ПОДГУЗЛО. Ой, я на секундочку. Хотел узнать у Азап Калиныча, как дела его многотрудные?..

КОРОБОВ. Всё нормально, контракт ещё на год…

ПОДГУЗЛО. Я сердцем чувствовал – всё будет замечательно.

КОРОБОВ. Да ладно – сердцем. У меня б жена в управлении культуры сидела, я бы все новости первый знал.

ПОДГУЗЛО. Ну что вы, это закрытая информация. Я подарочек прикупил, конечно. Приметы, знаете ли…


Подгузло протискивается в дверь, словно её кто-то держит снаружи. В руках у него подарочный пакет.


Думаю, куплю – оставят директора, а не куплю… От художественного руководителя, как говорится, от чистого сердца и для больших надежд на будущее…

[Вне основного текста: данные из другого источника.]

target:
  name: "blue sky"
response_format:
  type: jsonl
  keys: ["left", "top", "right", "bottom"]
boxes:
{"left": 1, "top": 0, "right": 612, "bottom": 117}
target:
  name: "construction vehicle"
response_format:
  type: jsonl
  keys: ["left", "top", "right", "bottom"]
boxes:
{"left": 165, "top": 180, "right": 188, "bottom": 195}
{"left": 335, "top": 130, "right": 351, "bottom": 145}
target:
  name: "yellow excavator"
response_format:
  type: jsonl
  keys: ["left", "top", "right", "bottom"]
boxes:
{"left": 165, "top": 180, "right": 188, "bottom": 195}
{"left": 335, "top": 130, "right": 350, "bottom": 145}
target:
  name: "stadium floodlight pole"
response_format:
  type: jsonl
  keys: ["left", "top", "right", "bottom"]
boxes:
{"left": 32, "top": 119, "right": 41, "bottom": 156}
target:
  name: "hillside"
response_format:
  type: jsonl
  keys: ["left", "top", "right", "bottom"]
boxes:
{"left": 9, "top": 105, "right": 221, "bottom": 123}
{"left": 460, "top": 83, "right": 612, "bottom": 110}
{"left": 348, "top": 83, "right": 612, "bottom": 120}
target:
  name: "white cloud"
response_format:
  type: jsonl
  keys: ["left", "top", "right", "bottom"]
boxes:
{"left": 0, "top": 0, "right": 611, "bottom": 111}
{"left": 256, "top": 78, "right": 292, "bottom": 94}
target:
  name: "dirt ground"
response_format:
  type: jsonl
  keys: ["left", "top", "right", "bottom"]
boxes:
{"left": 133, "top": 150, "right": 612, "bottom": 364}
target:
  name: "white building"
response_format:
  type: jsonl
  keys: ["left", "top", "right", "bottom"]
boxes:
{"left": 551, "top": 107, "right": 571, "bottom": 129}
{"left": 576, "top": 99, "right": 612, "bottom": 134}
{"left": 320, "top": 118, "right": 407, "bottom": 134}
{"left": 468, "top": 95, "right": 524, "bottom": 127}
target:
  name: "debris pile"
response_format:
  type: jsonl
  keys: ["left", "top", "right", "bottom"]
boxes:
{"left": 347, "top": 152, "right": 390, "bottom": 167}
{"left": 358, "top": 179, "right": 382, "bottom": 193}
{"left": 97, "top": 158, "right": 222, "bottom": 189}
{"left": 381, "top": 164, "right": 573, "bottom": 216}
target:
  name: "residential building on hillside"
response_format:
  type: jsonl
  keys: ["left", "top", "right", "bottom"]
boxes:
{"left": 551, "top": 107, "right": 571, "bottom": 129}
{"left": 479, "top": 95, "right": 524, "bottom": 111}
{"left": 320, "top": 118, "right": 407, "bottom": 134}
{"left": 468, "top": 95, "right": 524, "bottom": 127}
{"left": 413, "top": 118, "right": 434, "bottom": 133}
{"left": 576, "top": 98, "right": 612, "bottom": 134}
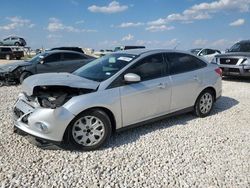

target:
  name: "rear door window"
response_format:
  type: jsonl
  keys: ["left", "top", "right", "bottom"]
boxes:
{"left": 167, "top": 53, "right": 207, "bottom": 75}
{"left": 207, "top": 49, "right": 215, "bottom": 55}
{"left": 63, "top": 53, "right": 86, "bottom": 61}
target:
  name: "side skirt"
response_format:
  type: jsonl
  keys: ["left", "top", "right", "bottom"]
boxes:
{"left": 116, "top": 106, "right": 194, "bottom": 132}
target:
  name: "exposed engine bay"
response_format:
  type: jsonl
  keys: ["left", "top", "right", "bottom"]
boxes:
{"left": 32, "top": 86, "right": 94, "bottom": 108}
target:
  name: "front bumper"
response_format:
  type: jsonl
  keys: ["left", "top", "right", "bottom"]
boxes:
{"left": 219, "top": 65, "right": 250, "bottom": 77}
{"left": 13, "top": 93, "right": 75, "bottom": 142}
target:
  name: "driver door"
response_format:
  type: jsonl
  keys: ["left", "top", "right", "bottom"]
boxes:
{"left": 119, "top": 53, "right": 172, "bottom": 126}
{"left": 36, "top": 53, "right": 62, "bottom": 73}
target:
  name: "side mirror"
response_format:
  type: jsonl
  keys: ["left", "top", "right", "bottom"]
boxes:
{"left": 39, "top": 56, "right": 44, "bottom": 64}
{"left": 225, "top": 49, "right": 229, "bottom": 53}
{"left": 124, "top": 73, "right": 141, "bottom": 83}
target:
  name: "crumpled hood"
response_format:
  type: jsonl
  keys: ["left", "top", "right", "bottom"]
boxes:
{"left": 22, "top": 72, "right": 100, "bottom": 96}
{"left": 0, "top": 61, "right": 31, "bottom": 72}
{"left": 215, "top": 52, "right": 250, "bottom": 58}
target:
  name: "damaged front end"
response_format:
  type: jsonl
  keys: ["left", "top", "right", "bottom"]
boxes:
{"left": 0, "top": 68, "right": 19, "bottom": 86}
{"left": 13, "top": 72, "right": 100, "bottom": 144}
{"left": 13, "top": 86, "right": 94, "bottom": 145}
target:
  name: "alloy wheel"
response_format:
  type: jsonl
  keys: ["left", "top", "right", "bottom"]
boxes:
{"left": 72, "top": 116, "right": 105, "bottom": 146}
{"left": 199, "top": 93, "right": 213, "bottom": 114}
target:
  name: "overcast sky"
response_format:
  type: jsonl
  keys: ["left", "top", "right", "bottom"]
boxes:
{"left": 0, "top": 0, "right": 249, "bottom": 50}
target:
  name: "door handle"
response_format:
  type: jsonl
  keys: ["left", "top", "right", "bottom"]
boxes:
{"left": 193, "top": 75, "right": 199, "bottom": 81}
{"left": 157, "top": 83, "right": 167, "bottom": 89}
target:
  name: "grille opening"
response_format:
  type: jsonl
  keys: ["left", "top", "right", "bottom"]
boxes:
{"left": 220, "top": 58, "right": 238, "bottom": 65}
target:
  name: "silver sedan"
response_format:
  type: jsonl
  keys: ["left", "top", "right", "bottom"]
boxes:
{"left": 13, "top": 49, "right": 222, "bottom": 150}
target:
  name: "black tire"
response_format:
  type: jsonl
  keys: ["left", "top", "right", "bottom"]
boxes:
{"left": 16, "top": 57, "right": 21, "bottom": 60}
{"left": 14, "top": 42, "right": 20, "bottom": 46}
{"left": 67, "top": 109, "right": 112, "bottom": 151}
{"left": 19, "top": 72, "right": 32, "bottom": 84}
{"left": 5, "top": 54, "right": 11, "bottom": 60}
{"left": 194, "top": 89, "right": 214, "bottom": 118}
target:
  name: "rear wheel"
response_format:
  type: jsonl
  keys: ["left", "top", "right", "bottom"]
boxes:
{"left": 19, "top": 72, "right": 32, "bottom": 83}
{"left": 68, "top": 109, "right": 112, "bottom": 150}
{"left": 14, "top": 42, "right": 20, "bottom": 46}
{"left": 194, "top": 89, "right": 214, "bottom": 117}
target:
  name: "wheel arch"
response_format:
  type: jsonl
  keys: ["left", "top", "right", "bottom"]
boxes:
{"left": 19, "top": 71, "right": 33, "bottom": 83}
{"left": 62, "top": 106, "right": 117, "bottom": 143}
{"left": 195, "top": 86, "right": 216, "bottom": 106}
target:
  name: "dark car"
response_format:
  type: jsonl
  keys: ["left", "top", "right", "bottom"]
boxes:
{"left": 0, "top": 36, "right": 26, "bottom": 46}
{"left": 0, "top": 50, "right": 95, "bottom": 86}
{"left": 49, "top": 47, "right": 85, "bottom": 54}
{"left": 214, "top": 40, "right": 250, "bottom": 77}
{"left": 0, "top": 46, "right": 24, "bottom": 60}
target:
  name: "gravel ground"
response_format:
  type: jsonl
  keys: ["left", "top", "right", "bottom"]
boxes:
{"left": 0, "top": 79, "right": 249, "bottom": 188}
{"left": 0, "top": 60, "right": 19, "bottom": 65}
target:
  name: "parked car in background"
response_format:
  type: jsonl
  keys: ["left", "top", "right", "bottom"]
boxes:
{"left": 0, "top": 36, "right": 26, "bottom": 46}
{"left": 114, "top": 45, "right": 145, "bottom": 52}
{"left": 13, "top": 49, "right": 222, "bottom": 150}
{"left": 0, "top": 50, "right": 95, "bottom": 86}
{"left": 94, "top": 49, "right": 113, "bottom": 57}
{"left": 49, "top": 47, "right": 85, "bottom": 54}
{"left": 0, "top": 46, "right": 24, "bottom": 60}
{"left": 190, "top": 48, "right": 221, "bottom": 63}
{"left": 213, "top": 40, "right": 250, "bottom": 77}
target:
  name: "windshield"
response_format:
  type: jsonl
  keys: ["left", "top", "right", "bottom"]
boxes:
{"left": 190, "top": 49, "right": 202, "bottom": 55}
{"left": 74, "top": 53, "right": 138, "bottom": 82}
{"left": 27, "top": 52, "right": 48, "bottom": 63}
{"left": 229, "top": 42, "right": 250, "bottom": 52}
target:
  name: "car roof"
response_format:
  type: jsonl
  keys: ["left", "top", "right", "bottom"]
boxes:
{"left": 113, "top": 49, "right": 194, "bottom": 56}
{"left": 46, "top": 50, "right": 84, "bottom": 55}
{"left": 238, "top": 40, "right": 250, "bottom": 44}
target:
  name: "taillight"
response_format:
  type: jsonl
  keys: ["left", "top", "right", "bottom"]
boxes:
{"left": 215, "top": 68, "right": 222, "bottom": 77}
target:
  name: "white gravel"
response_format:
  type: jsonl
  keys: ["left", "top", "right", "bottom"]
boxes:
{"left": 0, "top": 78, "right": 250, "bottom": 187}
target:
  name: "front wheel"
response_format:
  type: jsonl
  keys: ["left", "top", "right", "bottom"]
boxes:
{"left": 19, "top": 72, "right": 32, "bottom": 83}
{"left": 68, "top": 109, "right": 112, "bottom": 150}
{"left": 194, "top": 90, "right": 214, "bottom": 117}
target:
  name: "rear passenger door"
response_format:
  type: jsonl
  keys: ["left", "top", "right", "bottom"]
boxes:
{"left": 166, "top": 53, "right": 207, "bottom": 112}
{"left": 36, "top": 53, "right": 62, "bottom": 73}
{"left": 61, "top": 52, "right": 88, "bottom": 72}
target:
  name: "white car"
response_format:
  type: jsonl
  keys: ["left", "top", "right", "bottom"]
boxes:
{"left": 13, "top": 49, "right": 222, "bottom": 150}
{"left": 190, "top": 48, "right": 221, "bottom": 63}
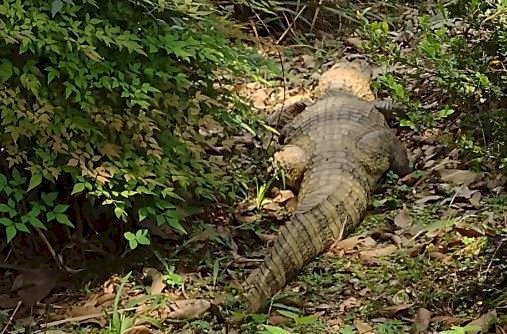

Худрук протягивает пакет Коробову. Тот заглядывает внутрь и вытягивает оттуда бутылку коньяка, а сам пакет ставит под стол.


КОРОБОВ. Армянский. Вери гуд. На видное место. (Ставит коньяк на стол возле портрета.) Как придёт, так и приступим… Чё у вас там с Божко случилось?

ПОДГУЗЛО. С Семёном? Он же от вас вышел… Я думал, он проинформировал.

КОРОБОВ. Ну, он мне свою версию рассказал. Вы свою расскажите. Я чувствую, этот клубок так просто не распутать.

ПОДГУЗЛО. Да нет, всё элементарно, Витал Талыч. Вчера бригада музыкантов с Кариной Дуговой ждала его час двадцать в автобусе. Все волновались, звонили ему, но он не брал трубку, понимаете, на звонки не отвечал… Что случилось – непонятно. В результате пришлось отменить концерт. Мда, неадекватная ситуация.

КОРОБОВ. Главбух говорила, сколько мы денег из-за сорванного концерта потеряли? Сколько зрителям вернули?

ПОДГУЗЛО. Я думаю, где-то около…

КОРОБОВ (перебивая). Не надо думать, надо точно знать. А вы что предлагаете?

ПОДГУЗЛО. По поводу чего?

КОРОБОВ. Инцидента. Чё с Семёном делать будем? Увольнять?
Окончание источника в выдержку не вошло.